Du reste, philosophe ou antiquaire, Caro s'est préoccupé, surtout et avant tout, d'être historien. La biographie intellectuelle de Saint Martin n'était qu'une curiosité philosophique, mais, rattachée à l'histoire du XVIIIe siècle, elle prenait presque aussitôt de la consistance et de la valeur. Alors il ne s'agissait plus des excentricités de la pensée d'un homme plus ou moins doué d'imagination ou de génie, il s'agissait du génie même ou de l'imagination de son époque, dont un homme, quels que soient sa force et son parti pris, dépend toujours. Le grand préjugé contemporain, c'est de croire que le XVIIIe siècle fut uniquement le siècle de l'analyse, de la philosophie d'expérience, des sciences positives, de la démonstration, de la clarté, quand la vérité est qu'il fut autant le siècle des synthèses éblouissantes ou ténébreuses, des à priori audacieux, des sciences menteuses à leur nom, enfin de l'indémontrable en toutes choses. Prendre un siècle comme un homme, par ses prétentions, est un mauvais moyen de le connaître, même quand il s'agit d'apprécier le mal qu'il a fait... ce qui paraît toujours facile. Caro s'est bien gardé d'une vue si superficielle et si confiante. En détaillant, sous son analyse, l'individualité de Saint Martin, il a compris que cette plante étrange avait pourtant sa racine dans le terrain de son siècle, et, pour qu'on ne pût s'y méprendre, il nous a retourné le siècle en quelques traits justes et profonds et nous en a ainsi montré le fond et la superficie. Or, c'était une époque de mysticisme, autant et plus que les siècles dont on s'était le plus moqué. Voltaire ricanait là-bas, auprès de sa goutte d'eau; mais le monde roulait son train éternel sous le souffle de la croyance, et de la croyance dévoyée, de la croyance insensée, superstitieuse et bête, parce qu'elle était individuelle, parce qu'elle était sortie du vrai dogme et de l'unité. L'illuminisme s'étendait comme une longue nuée sur l'horizon intellectuel du temps. Il avait le vague de la nuée; mais il en avait l'électricité. Il était partout. On ne le nommait pas partout par son vrai nom; mais partout, du moins, il se sentait, et les esprits les plus matériels, les plus attachés aux angles des choses positives, portaient ses invisibles influences, comme on porte une température.

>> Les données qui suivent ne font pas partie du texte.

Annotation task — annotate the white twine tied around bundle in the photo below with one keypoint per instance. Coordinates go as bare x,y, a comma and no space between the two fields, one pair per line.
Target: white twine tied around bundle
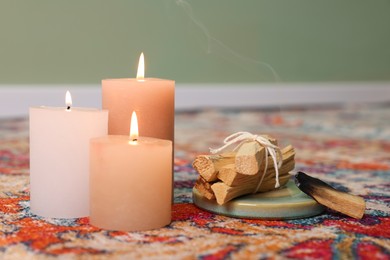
271,149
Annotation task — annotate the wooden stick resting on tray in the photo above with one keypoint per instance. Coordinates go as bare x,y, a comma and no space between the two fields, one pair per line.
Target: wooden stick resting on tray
231,184
247,160
231,177
225,193
209,165
204,188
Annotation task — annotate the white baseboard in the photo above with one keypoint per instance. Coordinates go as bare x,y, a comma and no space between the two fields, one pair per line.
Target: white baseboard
16,99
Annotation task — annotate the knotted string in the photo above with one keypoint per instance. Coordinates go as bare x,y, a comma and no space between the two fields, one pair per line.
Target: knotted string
271,149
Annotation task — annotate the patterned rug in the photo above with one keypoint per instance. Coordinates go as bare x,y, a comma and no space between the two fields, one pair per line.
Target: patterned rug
348,147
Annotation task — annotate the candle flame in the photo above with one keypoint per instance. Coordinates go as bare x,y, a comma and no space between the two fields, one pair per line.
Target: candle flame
68,100
134,127
141,67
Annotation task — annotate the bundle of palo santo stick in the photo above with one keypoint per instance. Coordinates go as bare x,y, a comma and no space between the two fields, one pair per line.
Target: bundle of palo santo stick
225,176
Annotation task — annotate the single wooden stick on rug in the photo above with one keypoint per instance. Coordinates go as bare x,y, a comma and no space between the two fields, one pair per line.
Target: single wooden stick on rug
348,204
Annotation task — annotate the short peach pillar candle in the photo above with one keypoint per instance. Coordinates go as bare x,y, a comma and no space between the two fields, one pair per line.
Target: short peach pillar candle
152,99
130,182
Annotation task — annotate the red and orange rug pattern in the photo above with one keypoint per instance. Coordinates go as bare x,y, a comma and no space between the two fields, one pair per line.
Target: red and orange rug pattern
348,147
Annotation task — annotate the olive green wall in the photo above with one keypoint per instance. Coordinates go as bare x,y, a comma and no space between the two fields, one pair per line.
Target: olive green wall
83,41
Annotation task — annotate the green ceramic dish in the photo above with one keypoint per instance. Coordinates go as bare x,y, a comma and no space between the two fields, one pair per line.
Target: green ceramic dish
286,203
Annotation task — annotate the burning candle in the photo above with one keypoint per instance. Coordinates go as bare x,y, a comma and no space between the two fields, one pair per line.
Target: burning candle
152,99
130,181
59,152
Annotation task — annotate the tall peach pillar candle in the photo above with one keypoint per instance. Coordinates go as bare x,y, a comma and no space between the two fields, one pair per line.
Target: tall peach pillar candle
59,158
130,182
153,99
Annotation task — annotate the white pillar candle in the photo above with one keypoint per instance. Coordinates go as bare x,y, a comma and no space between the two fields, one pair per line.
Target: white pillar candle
59,158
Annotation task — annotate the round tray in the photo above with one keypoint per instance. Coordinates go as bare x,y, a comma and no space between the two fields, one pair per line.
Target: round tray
288,202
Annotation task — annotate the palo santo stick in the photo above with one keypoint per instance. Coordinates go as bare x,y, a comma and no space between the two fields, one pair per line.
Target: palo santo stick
246,160
208,165
348,204
230,177
204,188
250,155
224,193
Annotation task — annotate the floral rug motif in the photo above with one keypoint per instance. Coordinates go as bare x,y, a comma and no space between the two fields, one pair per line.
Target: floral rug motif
348,147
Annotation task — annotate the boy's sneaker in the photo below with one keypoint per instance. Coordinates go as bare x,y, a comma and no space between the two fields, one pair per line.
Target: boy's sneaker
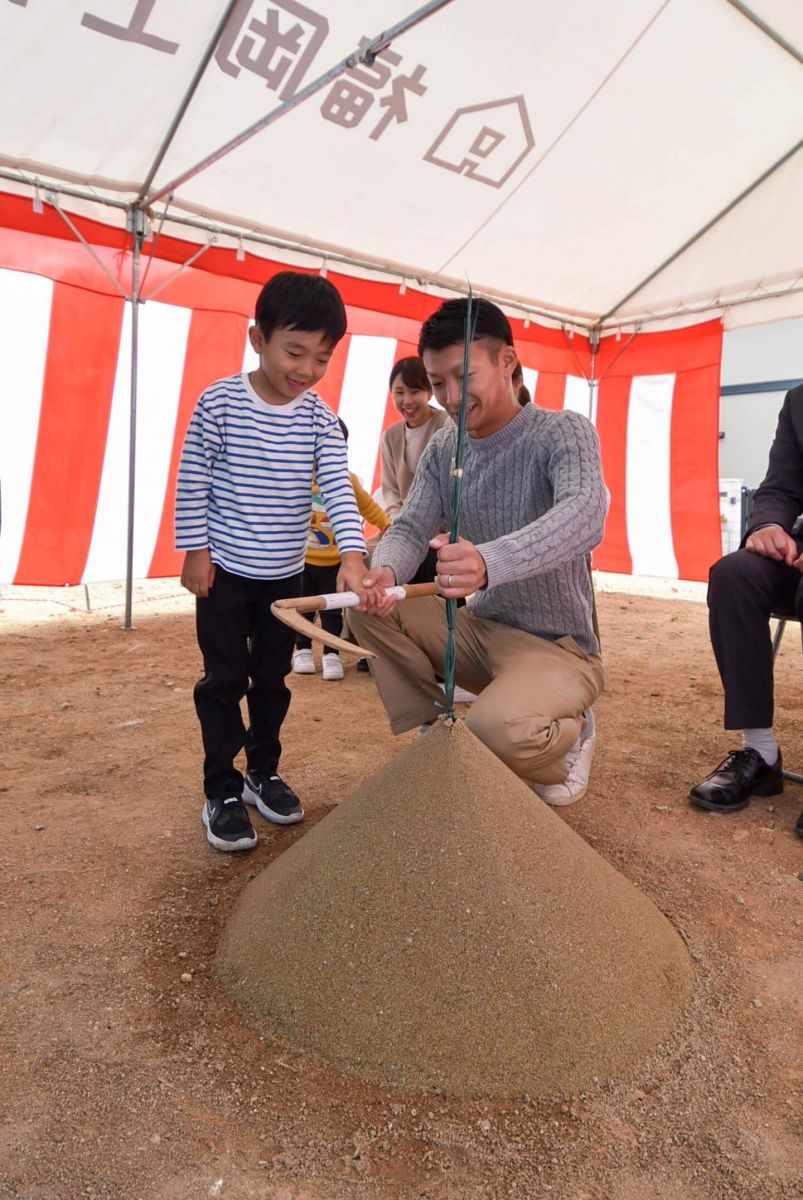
228,825
303,663
271,797
576,783
333,666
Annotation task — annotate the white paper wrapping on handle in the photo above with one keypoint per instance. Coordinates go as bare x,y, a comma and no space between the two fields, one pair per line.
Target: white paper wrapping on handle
351,599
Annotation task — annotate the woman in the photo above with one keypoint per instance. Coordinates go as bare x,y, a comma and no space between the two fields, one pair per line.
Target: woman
403,443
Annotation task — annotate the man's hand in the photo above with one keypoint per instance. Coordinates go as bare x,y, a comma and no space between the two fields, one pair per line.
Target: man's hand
461,568
772,541
198,573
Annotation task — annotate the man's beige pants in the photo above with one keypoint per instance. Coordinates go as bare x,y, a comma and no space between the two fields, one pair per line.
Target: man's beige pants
529,693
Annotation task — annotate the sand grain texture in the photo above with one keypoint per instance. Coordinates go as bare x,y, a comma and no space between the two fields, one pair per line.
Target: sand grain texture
443,929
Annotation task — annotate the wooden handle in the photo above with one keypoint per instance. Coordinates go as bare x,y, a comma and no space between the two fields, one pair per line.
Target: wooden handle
419,589
306,604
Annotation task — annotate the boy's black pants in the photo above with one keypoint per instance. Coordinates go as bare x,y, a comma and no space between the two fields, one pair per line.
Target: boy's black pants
319,581
246,653
743,589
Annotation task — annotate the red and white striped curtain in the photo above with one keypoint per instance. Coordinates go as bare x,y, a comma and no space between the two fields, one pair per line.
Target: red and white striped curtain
65,363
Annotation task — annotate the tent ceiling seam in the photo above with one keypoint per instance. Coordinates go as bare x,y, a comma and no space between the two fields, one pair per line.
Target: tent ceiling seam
184,105
365,53
557,141
581,322
709,225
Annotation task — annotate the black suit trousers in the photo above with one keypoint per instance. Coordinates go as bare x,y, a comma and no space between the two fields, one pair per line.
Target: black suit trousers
246,653
743,591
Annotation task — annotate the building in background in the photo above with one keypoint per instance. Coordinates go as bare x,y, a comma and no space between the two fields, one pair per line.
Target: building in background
760,364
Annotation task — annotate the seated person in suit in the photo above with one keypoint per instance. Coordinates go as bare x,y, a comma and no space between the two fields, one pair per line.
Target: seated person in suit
744,588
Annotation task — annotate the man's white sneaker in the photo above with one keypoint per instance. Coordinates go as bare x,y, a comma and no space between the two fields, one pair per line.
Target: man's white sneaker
303,663
576,783
333,666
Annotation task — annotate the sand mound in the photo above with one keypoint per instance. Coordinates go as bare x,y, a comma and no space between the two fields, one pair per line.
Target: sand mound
444,929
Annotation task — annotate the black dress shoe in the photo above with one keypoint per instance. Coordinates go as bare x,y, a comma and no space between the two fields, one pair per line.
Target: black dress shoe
741,775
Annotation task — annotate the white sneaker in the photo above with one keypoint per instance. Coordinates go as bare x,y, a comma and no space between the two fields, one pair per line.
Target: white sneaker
461,696
333,666
576,781
303,663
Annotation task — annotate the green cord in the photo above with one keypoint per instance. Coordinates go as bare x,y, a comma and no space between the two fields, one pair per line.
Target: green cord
450,654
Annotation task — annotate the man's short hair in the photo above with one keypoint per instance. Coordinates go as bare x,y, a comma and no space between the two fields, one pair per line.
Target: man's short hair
447,325
413,373
309,303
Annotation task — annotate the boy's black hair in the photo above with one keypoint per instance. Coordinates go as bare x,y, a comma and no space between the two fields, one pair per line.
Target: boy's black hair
292,300
447,325
413,373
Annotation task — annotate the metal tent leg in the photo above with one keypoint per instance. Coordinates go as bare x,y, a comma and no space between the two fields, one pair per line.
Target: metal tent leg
137,225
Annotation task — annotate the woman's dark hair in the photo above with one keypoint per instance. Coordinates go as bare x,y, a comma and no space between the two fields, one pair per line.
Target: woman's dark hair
413,373
447,325
517,381
309,303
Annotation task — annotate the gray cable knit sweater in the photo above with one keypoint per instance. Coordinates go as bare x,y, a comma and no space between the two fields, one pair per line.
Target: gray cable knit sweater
533,503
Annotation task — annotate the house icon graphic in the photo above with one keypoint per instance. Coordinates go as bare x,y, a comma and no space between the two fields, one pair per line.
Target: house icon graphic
485,142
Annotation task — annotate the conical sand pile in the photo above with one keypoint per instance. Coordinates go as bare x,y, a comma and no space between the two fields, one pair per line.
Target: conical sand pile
444,929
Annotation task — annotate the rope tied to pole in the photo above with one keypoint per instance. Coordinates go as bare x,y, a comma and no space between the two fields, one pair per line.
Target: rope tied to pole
450,654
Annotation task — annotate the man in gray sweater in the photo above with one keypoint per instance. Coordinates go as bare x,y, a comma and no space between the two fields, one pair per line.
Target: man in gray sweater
533,504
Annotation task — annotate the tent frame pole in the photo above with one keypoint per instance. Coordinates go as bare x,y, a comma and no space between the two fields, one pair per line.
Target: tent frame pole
137,226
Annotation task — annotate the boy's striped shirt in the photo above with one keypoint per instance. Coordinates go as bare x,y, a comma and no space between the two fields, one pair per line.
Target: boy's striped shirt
245,478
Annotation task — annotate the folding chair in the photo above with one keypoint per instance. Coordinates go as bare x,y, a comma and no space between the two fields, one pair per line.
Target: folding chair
783,619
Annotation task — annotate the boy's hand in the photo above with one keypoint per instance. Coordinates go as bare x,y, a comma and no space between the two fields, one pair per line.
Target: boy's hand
461,568
376,581
198,573
353,576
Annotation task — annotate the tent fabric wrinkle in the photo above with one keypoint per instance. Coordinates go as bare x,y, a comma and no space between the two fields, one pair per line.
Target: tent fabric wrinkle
611,173
595,141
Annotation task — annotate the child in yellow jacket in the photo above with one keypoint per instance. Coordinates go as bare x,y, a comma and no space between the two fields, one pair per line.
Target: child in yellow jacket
321,567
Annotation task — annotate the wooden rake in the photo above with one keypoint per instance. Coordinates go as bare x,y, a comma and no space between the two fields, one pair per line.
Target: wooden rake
292,611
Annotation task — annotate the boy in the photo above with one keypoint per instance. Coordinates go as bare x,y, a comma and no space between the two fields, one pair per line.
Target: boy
321,573
243,514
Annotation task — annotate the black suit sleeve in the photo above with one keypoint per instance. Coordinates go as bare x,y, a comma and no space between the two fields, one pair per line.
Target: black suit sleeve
779,499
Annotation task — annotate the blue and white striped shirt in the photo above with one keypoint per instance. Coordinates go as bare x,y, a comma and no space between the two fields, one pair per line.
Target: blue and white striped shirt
245,479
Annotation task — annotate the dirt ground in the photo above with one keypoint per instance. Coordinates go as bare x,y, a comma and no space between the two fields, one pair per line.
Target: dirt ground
126,1073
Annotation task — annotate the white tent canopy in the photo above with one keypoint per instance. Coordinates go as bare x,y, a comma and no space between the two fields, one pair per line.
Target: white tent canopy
558,154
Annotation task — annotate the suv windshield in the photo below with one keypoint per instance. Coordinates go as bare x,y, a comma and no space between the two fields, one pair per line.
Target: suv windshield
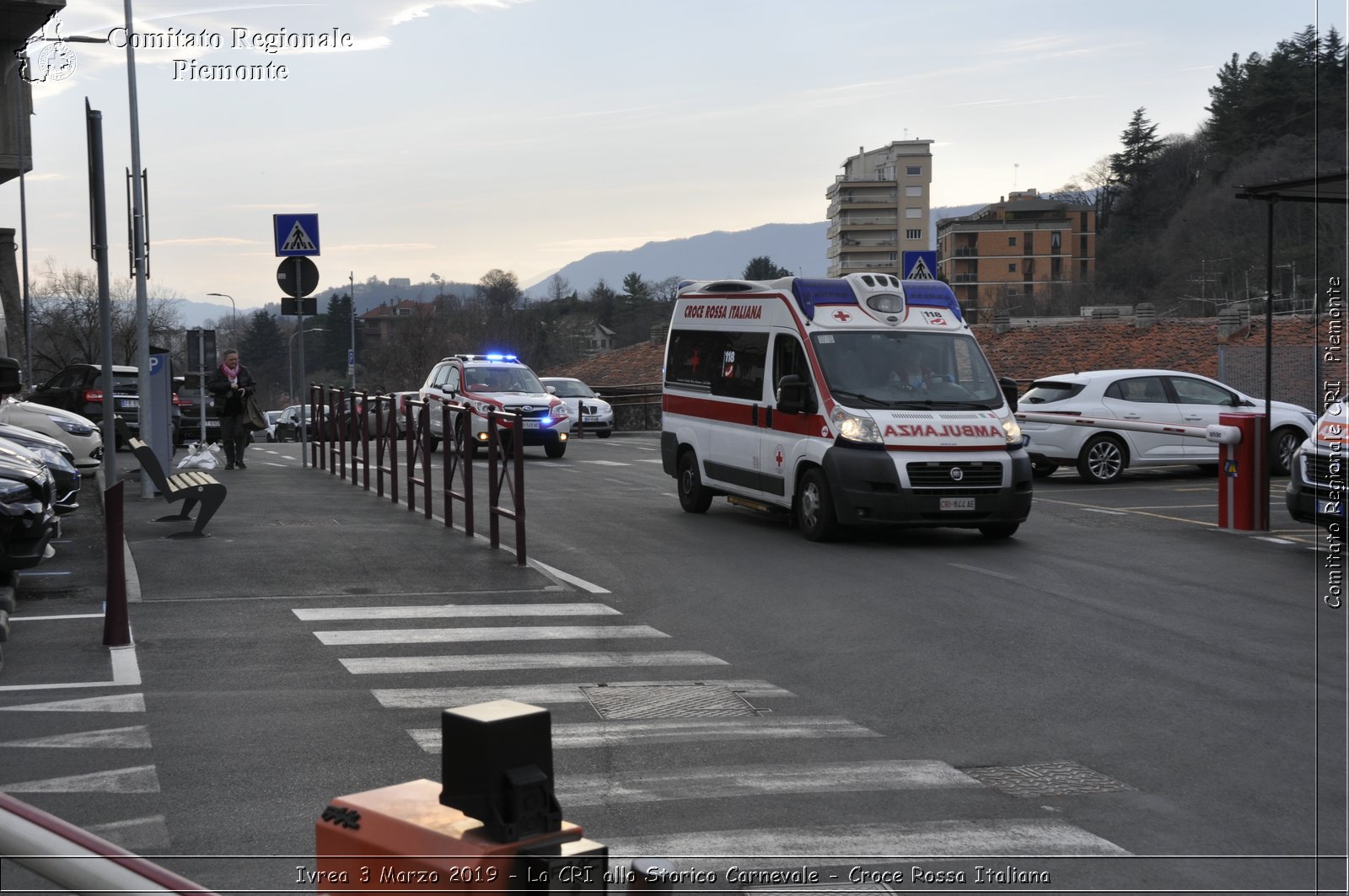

En Allemagne, où l'on n'a pas plus peur des mots que des idées, il s'était hautement et fièrement organisé. Berlin avait vu naître une secte qui s'appela plus tard la secte d'Avignon et qui fut suivie de la grande société des «Éclaireurs» (Aufklærer), laquelle se répandit dans l'Allemagne entière et jusque sur les pics de la Suisse. Caro—et nous prenons acte de ceci venant d'un philosophe—nous les donne pour les précurseurs de Hegel. Le chef influent de cette secte était le fameux Nicolaï, le libraire prussien, assez oublié à présent, qui tenait l'opinion, la critique et la littérature sous la triple fourche de la Gazette littéraire d'Iéna, du Journal de Berlin et du Muséum allemand. L'ascendant de Nicolaï à Berlin, Weishaupt l'obtenait en Bavière. C'était un Proudhon en action qui devançait la théorie, comme les poètes devancent les poétiques, et qui voulait détruire tous les gouvernements. En Suisse, Lavater couvrait de je ne sais quelles vertus, plus dangereuses que des vices, car elles font illusion, un mysticisme qui touchait à l'illuminisme allemand par une extrémité et par l'autre à la théurgie. Gasner, Cagliostro, Mesmer, ces puissants jongleurs, se jouaient de l'imagination et des passions de l'Europe incrédule... folle d'un besoin de croire qu'elle avait voulu supprimer. En Angleterre, il n'y avait pas, il est vrai, d'associations comme en Allemagne, mais une vogue immense entourait William Law, qui commentait ce vieux Boehm, si cher aux imaginations des races germaniques. En Suède, Swedenborg éclatait et jouissait d'une autorité illimitée. En France enfin, le pays des railleurs, où «les torrents» de madame Guyon ne s'étaient pas écoulés sans laisser les fanges molles et chaudes du quiétisme au fond de bien des âmes, les dispositions à une mysticité sans guide et sans appui étaient si grandes que l'odieux jansénisme même, cette froide chose, arrivait aussi au mysticisme, non par la tendresse, mais par l'orgueil. Tel était en réalité le XVIIIe siècle quand y apparut Saint Martin.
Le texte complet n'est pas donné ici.